Sie führt zur Aufhebung des angefochtenen Urteils und zur Abweisung der Klage (§ 126 Abs. 2 Nr. 1 der Finanzgerichtsordnung - FGO -).
Das FG hat die Kläger rechtsfehlerhaft für berechtigt erachtet, erhöhte Absetzungen nach § 7b EStG für ihr im Streitjahr errichtetes Einfamilienhaus geltend zu machen. Dem steht - wie das FA zutreffend angenommen hat - Objektverbrauch nach § 7 Abs. 5 Sätze 1 und 2 EStG entgegen.
1. Nach § 7b Abs. 5 Satz 1 EStG kann ein Steuerpflichtiger erhöhte Absetzungen gemäß den Absätzen 1 und 2 nur für ein Einfamilienhaus oder für ein Zweifamilienhaus oder für eine Eigentumswohnung oder für den Ausbau oder die Erweiterung eines Einfamilienhauses, eines Zweifamilienhauses oder einer Eigentumswohnung in Anspruch nehmen. Eheleute, bei denen die Voraussetzungen des § 26 Abs. 1 EStG vorliegen, können erhöhte Absetzungen nach den Absätzen 1 und 2 für insgesamt zwei der in Satz 1 bezeichneten Gebäude, Eigentumswohnungen, Ausbauten oder Erweiterungen in Anspruch nehmen.

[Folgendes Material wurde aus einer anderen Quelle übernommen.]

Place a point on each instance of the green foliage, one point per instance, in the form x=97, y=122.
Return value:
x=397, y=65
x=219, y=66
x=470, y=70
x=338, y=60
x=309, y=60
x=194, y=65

Die Kläger hatten sich schon vor dem strittigen, im Jahre 1986 errichteten Einfamilienhaus erhöhte Absetzungen nach § 7b EStG für zwei Objekte gewähren lassen: Der Kläger hatte dies für die im Jahre 1974 erworbene Ferieneigentumswohnung getan, sodann die beiden Kläger gemeinsam für das im Jahre 1975 angeschaffte Einfamilienhaus. Damit war für sie Objektverbrauch eingetreten; darüber hinaus können sie kein weiteres Objekt mehr erhöht abschreiben.
2. Die Kläger vermögen hiergegen nicht einzuwenden, das FA habe dem Kläger für die im Jahre 1974 erworbene Ferieneigentumswohnung erhöhte Absetzungen gewährt, ohne daß er dies beantragt hatte. Objektverbrauch tritt auch dann ein, wenn die erhöhten Absetzungen in der Vergangenheit zu Unrecht gewährt wurden und die Steuervergünstigung nicht mehr rückgängig gemacht werden kann. Entgegen der Auffassung des FG ist allein das Ergebnis maßgeblich, daß eine Steuervergünstigung nach § 7b EStG vom Steuerpflichtigen in Anspruch genommen worden war, die sich auf die Steuerfestsetzung ausgewirkt hat (Urteil des Bundesfinanzhofs vom 10. Oktober 1989 IX R 184/85, BFH/NV 1990, 287; Beschluß vom 5. April 1990 IX B 201/89, BFH/NV 1990, 766; Urteile vom 5. Juni 1991 XI R 11/90, BFH/NV 1991, 742; vom 8. Dezember 1992 IX R 137/88, BFH/NV 1993, 361). Wenn der Kläger sich die erhöhten Absetzungen nicht schon für die Ferieneigentumswohnung, sondern erst für ein späteres Objekt hätte gewähren lassen wollen, so hätte er die damaligen Steuerfestsetzungen, in denen das FA erhöhte Absetzungen trotz Fehlens eines entsprechenden Antrags angesetzt hatte, mit dem Einspruch anfechten müssen. Das FA hat den Kläger in den Erläuterungen zum Einkommensteuerbescheid 1974 ausdrücklich darauf hingewiesen, daß es erhöhte Absetzungen nach § 7b EStG berücksichtigt hat.
Die nicht beantragte Gewährung erhöhter Absetzungen vermag eine Beschwer i.S. von § 350 der Abgabenordnung (AO 1977) als Zulässigkeitsvoraussetzung für einen Einspruch zu begründen. Denn auch eine zugunsten des Steuerpflichtigen berücksichtigte unzutreffende Besteuerungsgrundlage kann ausnahmsweise zu einer Rechtsverletzung führen, wenn die zu niedrige Steuerfestsetzung bewirkt, daß der Vorteil in späteren Jahren in einen noch größeren Nachteil - hier in Gestalt des Objektverbrauchs - umschlagen kann (Tipke/Kruse, Abgabenordnung-Finanzgerichtsordnung, § 40 FGO Tz. 12).